Built Urban Environments, Obesity and Environmental Justice
Description:
Obesity is a growing public health threat. Those most at risk in Phoenix, like most parts of the U.S., are low income and minorities. An environmental justice approach, concerned with explicating the relationships between the distribution of environmental amenities and disamenities and social disadvantage, provides a way to think through health disparities we observe on the ground to the broader political-economic structures that create and reinforce them. This project is particularly concerned with how structural discrimination in how our cities are laid out and managed explains who is most at risk of obesity and related conditions (such as diabetes). We are focused on two aspects of the built environment that are “toxic” for creating obesity and common in inner cities, especially in high minority areas: poor food environments (too few accessible healthy food stores, too many junk food outlets and excessive child-focused advertising) and poor exercise environments (unwalkable streets, insufficient green spaces).

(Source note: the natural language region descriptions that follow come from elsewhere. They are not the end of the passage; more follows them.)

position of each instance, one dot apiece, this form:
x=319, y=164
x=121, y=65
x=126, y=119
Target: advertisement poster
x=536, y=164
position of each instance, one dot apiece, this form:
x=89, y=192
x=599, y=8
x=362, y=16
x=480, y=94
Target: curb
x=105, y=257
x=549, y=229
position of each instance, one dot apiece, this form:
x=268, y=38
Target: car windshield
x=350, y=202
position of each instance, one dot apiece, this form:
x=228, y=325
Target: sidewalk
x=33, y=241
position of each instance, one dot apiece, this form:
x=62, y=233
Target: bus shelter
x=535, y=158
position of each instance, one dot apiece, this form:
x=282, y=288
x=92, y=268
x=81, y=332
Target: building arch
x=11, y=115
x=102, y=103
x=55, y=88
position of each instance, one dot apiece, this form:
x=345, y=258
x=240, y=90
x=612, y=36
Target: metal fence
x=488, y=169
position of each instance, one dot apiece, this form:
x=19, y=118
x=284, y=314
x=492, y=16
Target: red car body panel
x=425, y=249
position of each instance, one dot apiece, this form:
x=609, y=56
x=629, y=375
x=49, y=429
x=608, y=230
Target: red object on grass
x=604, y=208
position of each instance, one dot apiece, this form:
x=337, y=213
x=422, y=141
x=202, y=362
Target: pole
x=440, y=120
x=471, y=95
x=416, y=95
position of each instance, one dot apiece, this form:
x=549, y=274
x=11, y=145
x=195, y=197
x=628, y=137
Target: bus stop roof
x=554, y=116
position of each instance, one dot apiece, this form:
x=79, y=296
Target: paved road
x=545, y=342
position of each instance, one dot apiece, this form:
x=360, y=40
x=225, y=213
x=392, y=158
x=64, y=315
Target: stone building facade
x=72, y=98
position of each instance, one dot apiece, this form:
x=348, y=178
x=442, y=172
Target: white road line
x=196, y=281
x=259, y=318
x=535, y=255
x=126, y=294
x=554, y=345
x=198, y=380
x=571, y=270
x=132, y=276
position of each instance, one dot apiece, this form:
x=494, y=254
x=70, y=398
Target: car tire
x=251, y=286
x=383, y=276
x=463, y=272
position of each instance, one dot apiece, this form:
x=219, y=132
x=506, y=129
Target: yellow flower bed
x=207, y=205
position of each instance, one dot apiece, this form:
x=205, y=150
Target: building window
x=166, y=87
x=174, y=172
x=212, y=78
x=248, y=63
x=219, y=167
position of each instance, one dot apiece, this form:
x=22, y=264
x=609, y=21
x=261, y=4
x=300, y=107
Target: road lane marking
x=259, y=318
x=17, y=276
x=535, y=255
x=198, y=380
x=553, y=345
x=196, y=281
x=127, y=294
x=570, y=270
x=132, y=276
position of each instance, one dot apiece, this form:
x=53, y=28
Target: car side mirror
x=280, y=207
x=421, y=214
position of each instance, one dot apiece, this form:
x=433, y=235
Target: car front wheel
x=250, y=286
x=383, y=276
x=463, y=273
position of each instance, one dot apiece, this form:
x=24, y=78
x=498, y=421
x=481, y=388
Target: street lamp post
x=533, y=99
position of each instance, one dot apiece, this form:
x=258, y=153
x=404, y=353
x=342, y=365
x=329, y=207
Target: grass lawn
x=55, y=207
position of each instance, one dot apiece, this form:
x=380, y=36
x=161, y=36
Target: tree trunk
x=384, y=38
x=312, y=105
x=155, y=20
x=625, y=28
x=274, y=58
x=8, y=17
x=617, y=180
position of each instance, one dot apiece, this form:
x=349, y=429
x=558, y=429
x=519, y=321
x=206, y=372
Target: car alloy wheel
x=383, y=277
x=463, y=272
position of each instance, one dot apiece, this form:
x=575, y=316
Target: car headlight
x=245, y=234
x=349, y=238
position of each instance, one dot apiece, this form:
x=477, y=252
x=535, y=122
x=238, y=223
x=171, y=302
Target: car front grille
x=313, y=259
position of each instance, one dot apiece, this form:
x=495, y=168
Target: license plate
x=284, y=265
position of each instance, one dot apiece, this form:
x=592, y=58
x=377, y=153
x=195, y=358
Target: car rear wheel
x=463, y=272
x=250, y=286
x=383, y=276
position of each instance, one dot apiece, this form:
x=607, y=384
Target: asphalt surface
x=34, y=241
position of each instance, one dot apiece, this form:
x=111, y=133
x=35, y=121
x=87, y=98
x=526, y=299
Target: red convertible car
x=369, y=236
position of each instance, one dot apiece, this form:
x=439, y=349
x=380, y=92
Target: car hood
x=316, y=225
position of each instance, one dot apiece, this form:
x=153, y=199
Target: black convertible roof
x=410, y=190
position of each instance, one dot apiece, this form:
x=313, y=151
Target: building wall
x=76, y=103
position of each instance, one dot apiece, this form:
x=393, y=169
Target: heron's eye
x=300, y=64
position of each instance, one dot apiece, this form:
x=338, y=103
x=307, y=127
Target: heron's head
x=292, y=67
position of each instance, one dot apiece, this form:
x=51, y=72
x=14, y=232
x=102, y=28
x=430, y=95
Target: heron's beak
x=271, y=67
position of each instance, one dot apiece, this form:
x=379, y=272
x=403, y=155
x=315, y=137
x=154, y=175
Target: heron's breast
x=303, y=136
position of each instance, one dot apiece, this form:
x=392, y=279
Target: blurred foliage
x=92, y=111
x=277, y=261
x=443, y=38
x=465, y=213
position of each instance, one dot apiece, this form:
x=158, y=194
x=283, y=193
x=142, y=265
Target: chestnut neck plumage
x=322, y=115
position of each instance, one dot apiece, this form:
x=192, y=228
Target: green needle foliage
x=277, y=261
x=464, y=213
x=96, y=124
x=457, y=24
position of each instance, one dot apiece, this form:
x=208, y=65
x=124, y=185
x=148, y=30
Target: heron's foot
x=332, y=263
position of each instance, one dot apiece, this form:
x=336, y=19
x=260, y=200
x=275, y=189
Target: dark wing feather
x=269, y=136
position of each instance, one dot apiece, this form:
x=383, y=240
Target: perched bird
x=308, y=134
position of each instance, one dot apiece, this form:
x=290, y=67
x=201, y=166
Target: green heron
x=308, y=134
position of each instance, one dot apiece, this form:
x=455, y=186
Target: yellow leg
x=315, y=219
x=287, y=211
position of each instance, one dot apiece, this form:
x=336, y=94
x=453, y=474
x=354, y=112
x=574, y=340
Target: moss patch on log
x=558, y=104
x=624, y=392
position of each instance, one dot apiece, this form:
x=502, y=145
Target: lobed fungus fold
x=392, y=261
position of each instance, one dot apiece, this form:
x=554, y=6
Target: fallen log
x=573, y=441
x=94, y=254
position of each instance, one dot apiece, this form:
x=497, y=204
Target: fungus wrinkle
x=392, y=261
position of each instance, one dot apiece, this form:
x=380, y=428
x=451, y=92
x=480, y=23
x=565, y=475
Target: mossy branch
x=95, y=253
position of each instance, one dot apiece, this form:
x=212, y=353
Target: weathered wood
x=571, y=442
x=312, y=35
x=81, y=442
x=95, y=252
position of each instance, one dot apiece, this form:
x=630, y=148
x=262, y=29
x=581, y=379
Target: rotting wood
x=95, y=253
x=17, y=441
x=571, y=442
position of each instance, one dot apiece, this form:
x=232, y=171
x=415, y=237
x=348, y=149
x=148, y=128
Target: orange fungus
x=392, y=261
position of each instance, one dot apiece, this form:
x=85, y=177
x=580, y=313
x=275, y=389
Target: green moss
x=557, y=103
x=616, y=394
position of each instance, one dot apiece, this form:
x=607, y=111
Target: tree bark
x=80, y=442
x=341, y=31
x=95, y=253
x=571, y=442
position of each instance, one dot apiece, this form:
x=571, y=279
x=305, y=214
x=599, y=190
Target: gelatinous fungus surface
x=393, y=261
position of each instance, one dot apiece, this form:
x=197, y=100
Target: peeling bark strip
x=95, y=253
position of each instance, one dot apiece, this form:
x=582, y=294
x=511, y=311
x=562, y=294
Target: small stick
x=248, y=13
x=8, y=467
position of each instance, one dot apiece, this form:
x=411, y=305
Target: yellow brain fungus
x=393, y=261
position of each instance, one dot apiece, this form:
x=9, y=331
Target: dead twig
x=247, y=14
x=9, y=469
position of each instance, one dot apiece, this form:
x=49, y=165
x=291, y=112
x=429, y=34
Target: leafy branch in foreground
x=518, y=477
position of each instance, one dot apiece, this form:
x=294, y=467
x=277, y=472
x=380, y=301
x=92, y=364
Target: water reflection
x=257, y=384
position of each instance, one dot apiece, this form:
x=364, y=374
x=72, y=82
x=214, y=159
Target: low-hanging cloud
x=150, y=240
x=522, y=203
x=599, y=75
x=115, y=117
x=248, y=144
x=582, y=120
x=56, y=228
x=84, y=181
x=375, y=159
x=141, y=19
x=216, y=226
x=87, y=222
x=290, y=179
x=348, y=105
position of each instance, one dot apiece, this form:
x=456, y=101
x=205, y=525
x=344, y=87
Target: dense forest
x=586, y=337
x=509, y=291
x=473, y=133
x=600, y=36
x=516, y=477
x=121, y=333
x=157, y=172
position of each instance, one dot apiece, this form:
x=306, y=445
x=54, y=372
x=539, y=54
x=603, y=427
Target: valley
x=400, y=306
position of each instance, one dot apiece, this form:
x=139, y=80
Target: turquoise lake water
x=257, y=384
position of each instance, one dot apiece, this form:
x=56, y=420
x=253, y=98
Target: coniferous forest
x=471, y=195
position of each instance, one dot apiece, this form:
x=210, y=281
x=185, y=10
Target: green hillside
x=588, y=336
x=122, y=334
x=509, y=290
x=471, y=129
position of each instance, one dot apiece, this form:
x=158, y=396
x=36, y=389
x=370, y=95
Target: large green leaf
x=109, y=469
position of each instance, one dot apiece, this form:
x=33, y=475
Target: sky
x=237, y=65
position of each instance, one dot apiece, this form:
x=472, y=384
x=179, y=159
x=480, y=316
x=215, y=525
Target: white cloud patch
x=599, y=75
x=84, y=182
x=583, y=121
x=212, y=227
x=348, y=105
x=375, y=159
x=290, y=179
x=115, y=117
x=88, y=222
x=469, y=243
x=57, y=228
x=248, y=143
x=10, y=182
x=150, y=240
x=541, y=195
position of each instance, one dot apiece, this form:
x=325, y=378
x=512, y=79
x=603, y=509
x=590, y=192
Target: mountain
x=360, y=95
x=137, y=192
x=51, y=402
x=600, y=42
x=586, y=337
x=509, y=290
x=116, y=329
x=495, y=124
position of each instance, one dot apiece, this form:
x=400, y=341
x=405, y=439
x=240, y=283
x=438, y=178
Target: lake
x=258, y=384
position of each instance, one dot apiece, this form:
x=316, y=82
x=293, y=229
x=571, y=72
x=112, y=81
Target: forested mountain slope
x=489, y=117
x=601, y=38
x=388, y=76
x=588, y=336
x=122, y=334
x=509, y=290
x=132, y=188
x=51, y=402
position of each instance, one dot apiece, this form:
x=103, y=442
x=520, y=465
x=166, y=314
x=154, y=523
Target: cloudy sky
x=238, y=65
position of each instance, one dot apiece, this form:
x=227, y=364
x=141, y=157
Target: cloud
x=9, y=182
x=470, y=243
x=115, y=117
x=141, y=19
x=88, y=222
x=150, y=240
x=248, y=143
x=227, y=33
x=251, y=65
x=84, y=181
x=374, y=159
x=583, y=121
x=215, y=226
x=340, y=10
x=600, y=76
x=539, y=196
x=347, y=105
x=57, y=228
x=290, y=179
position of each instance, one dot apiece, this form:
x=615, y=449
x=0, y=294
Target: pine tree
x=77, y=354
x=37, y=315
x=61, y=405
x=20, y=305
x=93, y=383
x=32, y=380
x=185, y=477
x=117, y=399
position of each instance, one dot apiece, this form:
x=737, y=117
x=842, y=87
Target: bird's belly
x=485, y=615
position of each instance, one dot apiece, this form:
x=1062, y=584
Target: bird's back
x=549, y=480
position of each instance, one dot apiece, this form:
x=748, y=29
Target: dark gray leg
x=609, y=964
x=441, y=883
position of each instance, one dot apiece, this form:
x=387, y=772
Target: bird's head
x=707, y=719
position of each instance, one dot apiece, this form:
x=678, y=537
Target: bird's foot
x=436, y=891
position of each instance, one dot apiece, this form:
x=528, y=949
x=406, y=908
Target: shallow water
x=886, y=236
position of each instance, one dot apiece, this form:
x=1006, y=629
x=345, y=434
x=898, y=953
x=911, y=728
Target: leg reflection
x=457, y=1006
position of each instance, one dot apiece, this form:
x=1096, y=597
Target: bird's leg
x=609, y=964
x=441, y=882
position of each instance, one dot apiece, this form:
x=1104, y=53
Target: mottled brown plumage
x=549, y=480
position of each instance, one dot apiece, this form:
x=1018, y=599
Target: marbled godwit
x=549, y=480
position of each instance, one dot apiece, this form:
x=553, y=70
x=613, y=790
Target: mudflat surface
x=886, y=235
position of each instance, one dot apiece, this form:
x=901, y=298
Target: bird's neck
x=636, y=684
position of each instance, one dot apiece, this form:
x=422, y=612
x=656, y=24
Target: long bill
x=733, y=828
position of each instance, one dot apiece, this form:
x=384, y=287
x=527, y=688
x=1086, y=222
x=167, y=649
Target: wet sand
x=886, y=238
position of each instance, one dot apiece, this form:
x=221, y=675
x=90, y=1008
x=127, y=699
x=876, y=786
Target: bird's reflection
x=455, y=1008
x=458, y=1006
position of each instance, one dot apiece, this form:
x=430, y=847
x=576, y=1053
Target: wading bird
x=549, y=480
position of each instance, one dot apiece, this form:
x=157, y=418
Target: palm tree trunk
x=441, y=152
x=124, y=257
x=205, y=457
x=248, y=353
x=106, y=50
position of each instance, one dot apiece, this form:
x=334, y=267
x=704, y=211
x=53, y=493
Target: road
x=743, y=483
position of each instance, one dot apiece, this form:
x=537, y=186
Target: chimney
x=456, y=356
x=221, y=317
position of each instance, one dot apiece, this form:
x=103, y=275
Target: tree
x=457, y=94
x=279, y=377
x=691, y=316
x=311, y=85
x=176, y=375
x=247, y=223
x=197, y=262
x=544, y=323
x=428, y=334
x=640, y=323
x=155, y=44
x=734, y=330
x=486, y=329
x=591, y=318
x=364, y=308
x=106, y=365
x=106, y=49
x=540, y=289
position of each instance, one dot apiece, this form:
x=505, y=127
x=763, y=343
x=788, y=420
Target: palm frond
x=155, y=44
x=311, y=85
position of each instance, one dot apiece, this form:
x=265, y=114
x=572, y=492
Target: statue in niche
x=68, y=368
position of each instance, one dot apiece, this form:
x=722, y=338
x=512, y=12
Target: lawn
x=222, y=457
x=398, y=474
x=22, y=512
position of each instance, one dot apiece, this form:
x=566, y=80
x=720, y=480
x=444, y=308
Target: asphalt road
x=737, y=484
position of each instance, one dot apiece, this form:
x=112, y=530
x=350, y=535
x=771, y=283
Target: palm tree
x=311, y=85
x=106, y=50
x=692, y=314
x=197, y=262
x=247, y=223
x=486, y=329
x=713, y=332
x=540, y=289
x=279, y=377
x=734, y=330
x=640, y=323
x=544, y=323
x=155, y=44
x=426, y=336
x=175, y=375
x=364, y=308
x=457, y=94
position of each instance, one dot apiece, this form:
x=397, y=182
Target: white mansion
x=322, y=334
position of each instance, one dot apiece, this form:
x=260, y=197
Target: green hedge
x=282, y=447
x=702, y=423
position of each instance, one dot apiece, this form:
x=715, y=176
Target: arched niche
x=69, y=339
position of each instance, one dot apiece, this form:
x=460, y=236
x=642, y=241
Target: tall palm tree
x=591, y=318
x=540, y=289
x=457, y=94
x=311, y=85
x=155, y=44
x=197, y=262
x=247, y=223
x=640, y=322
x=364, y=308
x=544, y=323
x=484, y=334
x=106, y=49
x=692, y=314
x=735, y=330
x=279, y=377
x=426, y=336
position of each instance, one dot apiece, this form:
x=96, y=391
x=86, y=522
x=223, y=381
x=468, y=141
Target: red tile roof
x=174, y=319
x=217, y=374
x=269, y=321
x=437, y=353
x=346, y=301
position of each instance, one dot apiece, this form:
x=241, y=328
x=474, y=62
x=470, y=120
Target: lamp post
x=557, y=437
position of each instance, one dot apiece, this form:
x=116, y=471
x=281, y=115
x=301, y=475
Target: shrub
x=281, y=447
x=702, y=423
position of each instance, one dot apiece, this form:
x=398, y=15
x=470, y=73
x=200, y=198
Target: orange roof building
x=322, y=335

We are using a wide range of methods to investigate the situation in South Phoenix, an area of the city with low income households, many of them Mexican American. We are also looking at higher incomes areas in Phoenix as a comparison. Our methods include spatial analysis of bioinformatic data (such as diagnoses), ground-truthed geographic analyses of neighborhood walkability and park access, characterization of food environments through surveys of stores, restaurants and urban agriculture, and household-based studies of how all these factors are influencing what people eat and how often they exercise.